Rund 200 Menschen demonstrieren vergangenen Samstag auf dem Bamberger Markusplatz mit iranischen Asylbewerbern, die dort Zelte aufgeschlagen haben. Seit einem Jahr warten die Studenten aus der islamischen Republik auf ihre Bescheide und protestieren gegen ihre Lebensbedingungen im Freistaat. Da wird bekannt, dass Bundesinnenminister Hans-Peter Friedrich in Bamberg weilt. Er kommt zur Landesversammlung der bayerischen Senioren-Union in die Kongresshalle. Die Chance nutzen die Protestierer.

Und tatsächlich nimmt sich der CSU-Politiker Zeit für ein kurzes Gespräch mit den Iranern und ihren Unterstützern. Er verspricht, die Fälle anzusehen.
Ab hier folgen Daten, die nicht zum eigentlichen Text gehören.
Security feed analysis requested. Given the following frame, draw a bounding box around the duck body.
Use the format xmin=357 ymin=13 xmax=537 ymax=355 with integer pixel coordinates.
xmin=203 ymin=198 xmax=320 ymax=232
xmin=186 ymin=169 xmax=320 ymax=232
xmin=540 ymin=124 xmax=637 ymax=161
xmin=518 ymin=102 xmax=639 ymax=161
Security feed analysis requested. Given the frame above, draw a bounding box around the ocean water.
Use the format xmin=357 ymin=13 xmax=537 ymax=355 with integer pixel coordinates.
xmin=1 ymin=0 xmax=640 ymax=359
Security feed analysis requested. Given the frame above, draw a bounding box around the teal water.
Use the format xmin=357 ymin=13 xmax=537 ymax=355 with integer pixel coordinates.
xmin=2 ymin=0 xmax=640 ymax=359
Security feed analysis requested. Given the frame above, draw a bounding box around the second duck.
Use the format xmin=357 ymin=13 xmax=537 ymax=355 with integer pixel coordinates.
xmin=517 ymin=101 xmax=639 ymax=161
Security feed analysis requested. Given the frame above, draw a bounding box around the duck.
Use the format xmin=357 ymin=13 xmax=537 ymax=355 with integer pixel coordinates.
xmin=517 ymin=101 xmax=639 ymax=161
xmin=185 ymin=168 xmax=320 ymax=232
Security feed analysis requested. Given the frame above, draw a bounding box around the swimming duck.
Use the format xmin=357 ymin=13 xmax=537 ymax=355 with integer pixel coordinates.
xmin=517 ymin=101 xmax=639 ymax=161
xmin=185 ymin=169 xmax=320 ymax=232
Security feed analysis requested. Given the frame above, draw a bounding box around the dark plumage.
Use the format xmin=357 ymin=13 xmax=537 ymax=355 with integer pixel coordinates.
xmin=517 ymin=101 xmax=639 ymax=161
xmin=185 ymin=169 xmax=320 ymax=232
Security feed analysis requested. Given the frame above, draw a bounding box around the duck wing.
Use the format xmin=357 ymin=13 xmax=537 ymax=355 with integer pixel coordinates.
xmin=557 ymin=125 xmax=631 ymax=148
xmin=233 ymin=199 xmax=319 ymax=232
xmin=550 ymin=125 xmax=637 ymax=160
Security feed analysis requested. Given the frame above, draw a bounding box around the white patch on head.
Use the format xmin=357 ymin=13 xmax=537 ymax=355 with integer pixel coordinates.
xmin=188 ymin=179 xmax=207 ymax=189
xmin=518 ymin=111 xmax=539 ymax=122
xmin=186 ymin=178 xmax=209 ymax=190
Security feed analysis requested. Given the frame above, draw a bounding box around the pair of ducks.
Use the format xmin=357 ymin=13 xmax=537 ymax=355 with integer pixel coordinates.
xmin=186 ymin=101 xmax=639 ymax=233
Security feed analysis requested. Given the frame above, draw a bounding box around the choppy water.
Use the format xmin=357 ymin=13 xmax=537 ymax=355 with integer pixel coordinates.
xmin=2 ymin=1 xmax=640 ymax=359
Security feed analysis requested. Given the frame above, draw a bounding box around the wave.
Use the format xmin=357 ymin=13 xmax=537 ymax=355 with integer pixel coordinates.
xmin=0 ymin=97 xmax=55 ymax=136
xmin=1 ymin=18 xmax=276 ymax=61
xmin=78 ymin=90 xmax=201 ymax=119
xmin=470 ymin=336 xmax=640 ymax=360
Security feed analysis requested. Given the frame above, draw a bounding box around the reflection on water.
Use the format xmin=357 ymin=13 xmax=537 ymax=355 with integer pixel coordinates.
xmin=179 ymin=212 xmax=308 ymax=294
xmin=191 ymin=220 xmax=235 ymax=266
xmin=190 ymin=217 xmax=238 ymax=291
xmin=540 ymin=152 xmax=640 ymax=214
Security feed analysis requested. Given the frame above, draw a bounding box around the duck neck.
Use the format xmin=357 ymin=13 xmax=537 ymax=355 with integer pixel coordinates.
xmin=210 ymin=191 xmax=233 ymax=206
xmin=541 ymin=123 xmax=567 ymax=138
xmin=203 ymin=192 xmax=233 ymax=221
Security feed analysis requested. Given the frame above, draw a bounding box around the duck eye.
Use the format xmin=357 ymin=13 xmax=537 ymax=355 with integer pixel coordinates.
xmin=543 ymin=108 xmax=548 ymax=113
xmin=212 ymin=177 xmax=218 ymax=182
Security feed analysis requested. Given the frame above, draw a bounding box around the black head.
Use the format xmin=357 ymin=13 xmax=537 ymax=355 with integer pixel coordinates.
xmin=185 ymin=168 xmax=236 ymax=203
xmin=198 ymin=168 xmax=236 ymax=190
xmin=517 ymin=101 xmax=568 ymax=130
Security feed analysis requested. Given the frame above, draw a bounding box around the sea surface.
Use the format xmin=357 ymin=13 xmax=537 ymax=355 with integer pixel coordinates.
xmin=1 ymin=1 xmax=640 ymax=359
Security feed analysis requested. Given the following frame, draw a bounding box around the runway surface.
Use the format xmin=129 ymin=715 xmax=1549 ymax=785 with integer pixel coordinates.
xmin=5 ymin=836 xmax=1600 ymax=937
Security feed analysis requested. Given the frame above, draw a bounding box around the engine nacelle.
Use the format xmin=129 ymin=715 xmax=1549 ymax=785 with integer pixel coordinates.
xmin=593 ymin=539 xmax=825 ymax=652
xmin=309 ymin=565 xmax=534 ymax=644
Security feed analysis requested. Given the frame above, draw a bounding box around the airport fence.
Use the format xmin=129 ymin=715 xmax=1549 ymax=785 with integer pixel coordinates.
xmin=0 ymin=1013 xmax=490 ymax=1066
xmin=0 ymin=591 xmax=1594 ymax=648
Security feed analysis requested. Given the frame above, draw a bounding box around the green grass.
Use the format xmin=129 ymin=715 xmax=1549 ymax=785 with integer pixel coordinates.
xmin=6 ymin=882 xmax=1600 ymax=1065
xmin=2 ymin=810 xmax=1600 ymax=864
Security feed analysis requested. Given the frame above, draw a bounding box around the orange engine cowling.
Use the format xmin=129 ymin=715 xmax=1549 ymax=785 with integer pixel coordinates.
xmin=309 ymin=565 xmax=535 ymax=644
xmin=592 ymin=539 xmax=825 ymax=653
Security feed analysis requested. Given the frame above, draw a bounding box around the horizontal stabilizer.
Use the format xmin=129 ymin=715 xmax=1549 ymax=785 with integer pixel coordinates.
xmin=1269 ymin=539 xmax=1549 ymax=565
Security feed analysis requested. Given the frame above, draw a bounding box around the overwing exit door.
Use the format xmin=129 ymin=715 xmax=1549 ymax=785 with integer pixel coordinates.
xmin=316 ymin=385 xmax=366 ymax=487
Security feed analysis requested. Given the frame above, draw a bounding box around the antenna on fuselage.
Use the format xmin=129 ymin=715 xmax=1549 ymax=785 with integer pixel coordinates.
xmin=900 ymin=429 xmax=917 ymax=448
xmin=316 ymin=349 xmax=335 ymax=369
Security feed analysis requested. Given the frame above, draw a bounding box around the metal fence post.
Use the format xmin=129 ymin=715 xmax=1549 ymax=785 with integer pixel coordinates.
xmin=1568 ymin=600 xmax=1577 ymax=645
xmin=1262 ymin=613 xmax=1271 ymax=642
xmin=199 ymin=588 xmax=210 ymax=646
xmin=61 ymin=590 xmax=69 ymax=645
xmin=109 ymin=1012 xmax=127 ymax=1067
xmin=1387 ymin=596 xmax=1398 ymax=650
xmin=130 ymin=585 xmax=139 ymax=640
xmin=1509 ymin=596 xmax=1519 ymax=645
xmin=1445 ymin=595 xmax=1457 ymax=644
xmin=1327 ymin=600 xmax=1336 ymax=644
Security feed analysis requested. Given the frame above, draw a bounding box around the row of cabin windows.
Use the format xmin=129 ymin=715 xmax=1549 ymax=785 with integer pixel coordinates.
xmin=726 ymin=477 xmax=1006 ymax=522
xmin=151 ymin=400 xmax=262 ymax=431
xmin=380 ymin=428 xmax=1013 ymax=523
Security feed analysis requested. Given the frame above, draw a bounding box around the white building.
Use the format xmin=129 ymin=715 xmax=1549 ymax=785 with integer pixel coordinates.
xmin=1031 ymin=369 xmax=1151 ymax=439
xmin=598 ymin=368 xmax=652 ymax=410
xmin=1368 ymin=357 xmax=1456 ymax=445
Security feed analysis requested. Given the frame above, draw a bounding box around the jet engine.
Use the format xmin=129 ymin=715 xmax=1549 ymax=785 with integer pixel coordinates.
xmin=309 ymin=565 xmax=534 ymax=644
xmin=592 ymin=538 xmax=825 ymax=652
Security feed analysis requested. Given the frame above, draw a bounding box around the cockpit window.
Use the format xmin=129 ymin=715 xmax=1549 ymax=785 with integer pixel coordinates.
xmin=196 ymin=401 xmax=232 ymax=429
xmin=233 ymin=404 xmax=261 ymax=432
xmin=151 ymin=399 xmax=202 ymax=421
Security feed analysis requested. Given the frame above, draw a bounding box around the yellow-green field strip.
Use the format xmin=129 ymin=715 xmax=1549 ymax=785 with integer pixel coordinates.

Auf die Frage, wie die Bundesregierung die Forderung des Bundesverfassungsgerichts zu den Leistungen für Asylbewerber umsetzen wolle, geht der Minister zu den Karlsruher Richtern auf Distanz: "Wir haben einen Abstand zwischen dem Hartz-IV-Satz und den Asylbewerber-Leistungen. Ich halte das nach wie vor für richtig", erklärt er laut Augen- und Ohrenzeugen. Er fügt hinzu, dass es nicht seine Aufgabe sei, die vom Verfassungsgericht geforderte Neuberechnung der Unterstützungszahlung für Asylbewerber vorzunehmen. Seine CDU-Kollegin, Sozialministerin Ursula von der Leyen, werde diese aber so ausrechnen, dass der Abstand zu Hartz IV gewahrt bleibe.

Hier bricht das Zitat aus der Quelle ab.